Panne d’ascenseur social

Édouard* est entré dans l’administration il y a vingt-deux ans, par la petite porte. Au fil des ans, le jeune agent administratif a gravi les échelons pour finalement devenir greffier des services judiciaires, à Paris. « Un pur bébé Justice », résume-t-il. Son choix de carrière n’était pas anodin : « Je voulais me sentir utile à la société, participer de près à son fonctionnement. » Dans quelques semaines, Édouard claquera la porte de son ministère, non sans amertume. Pris d’une « désaffection totale » pour son travail, il dit avoir perdu tout respect pour son institution et pour sa hiérarchie.

Cette dernière est la raison principale de son départ. En vingt ans, Édouard a vu l’administration changer profondément : « Avant, la hiérarchie n’était pas seulement managériale, elle était aussi technique. On pouvait se rapprocher d’un supérieur, il connaissait notre travail parce qu’il l’avait exercé avant d’arriver à son poste. Aujourd’hui, on se trouve face à des gens qui n’y connaissent strictement rien, n’ont aucune crédibilité. Ils remplissent des tableaux Excel et traitent les gens comme du bétail. »

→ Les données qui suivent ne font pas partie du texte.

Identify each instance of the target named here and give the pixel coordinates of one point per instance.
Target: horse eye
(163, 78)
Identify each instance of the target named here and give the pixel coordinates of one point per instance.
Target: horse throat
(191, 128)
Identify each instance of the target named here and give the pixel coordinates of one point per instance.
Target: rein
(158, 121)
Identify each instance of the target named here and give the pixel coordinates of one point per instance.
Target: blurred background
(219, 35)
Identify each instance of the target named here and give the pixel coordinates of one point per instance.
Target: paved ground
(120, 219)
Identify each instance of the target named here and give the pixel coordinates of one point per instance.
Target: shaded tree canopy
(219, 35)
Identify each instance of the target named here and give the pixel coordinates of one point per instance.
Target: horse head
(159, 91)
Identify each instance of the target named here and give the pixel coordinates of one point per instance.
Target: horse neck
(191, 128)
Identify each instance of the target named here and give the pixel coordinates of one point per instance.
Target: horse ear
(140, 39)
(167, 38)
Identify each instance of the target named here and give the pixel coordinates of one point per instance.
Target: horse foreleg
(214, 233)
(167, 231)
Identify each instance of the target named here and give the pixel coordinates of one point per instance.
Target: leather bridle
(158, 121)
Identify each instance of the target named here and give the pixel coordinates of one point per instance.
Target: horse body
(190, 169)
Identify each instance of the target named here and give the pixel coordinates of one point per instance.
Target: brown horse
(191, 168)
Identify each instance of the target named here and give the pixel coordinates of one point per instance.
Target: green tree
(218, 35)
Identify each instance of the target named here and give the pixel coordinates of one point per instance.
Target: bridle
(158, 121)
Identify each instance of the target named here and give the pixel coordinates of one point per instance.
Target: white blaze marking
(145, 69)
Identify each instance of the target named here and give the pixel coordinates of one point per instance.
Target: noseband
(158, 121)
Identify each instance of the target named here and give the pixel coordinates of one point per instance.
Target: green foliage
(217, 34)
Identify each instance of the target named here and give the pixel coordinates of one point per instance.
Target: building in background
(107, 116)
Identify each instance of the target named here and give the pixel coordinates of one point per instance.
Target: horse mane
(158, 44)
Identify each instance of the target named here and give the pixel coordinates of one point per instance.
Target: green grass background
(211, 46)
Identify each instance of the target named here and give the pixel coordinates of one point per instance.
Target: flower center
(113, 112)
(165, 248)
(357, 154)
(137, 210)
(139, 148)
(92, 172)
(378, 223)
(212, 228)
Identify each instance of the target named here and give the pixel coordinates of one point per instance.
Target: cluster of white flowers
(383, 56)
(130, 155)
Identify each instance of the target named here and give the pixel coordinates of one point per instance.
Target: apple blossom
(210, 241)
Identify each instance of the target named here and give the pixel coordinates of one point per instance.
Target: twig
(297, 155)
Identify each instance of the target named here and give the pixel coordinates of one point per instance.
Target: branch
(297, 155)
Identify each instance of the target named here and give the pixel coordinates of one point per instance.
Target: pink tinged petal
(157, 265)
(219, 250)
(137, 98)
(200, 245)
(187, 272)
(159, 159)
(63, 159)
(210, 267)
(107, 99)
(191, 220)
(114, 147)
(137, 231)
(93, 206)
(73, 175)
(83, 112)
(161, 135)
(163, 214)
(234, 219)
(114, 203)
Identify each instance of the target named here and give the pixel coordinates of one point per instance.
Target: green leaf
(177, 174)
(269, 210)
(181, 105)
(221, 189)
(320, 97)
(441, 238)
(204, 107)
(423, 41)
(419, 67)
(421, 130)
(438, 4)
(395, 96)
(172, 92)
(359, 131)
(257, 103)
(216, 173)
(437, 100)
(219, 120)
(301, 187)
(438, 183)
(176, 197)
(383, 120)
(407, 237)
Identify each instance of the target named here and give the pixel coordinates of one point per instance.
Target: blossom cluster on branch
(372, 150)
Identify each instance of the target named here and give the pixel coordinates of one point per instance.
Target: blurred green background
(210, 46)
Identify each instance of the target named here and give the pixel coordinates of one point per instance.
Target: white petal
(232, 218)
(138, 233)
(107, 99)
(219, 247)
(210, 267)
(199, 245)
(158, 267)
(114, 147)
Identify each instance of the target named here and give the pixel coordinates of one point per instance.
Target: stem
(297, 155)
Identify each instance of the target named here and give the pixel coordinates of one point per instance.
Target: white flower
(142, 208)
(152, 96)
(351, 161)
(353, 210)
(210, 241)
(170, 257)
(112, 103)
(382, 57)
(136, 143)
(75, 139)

« On propulse des gens qui ne connaissent la justice ni de près ni de loin »

Il regrette la méritocratie d’antan qui, selon lui, n’existe plus dans l’administration judiciaire. « On commençait en bas de l’échelle, et on montait progressivement. » À présent, l’ascenseur est grippé. « On propulse des gens qui ne connaissent la justice ni de près ni de loin. Avoir fait une fac de droit ne suffit pas. Celle-ci prodigue un enseignement théorique, mais un technicien de la justice se forme sur le terrain. »

Voilà quatre ans qu’Édouard a demandé à gagner en responsabilités, à encadrer une petite équipe. Malgré ses relances, ses lettres de recommandation, de motivation, il n’a jamais reçu de réponse à sa requête. Il n’en attend plus, « l’administration étant devenue trop lourde ».

« La jeune génération se rend compte que l’institution judiciaire est archaïque, qu’elle entretient des usages inutiles »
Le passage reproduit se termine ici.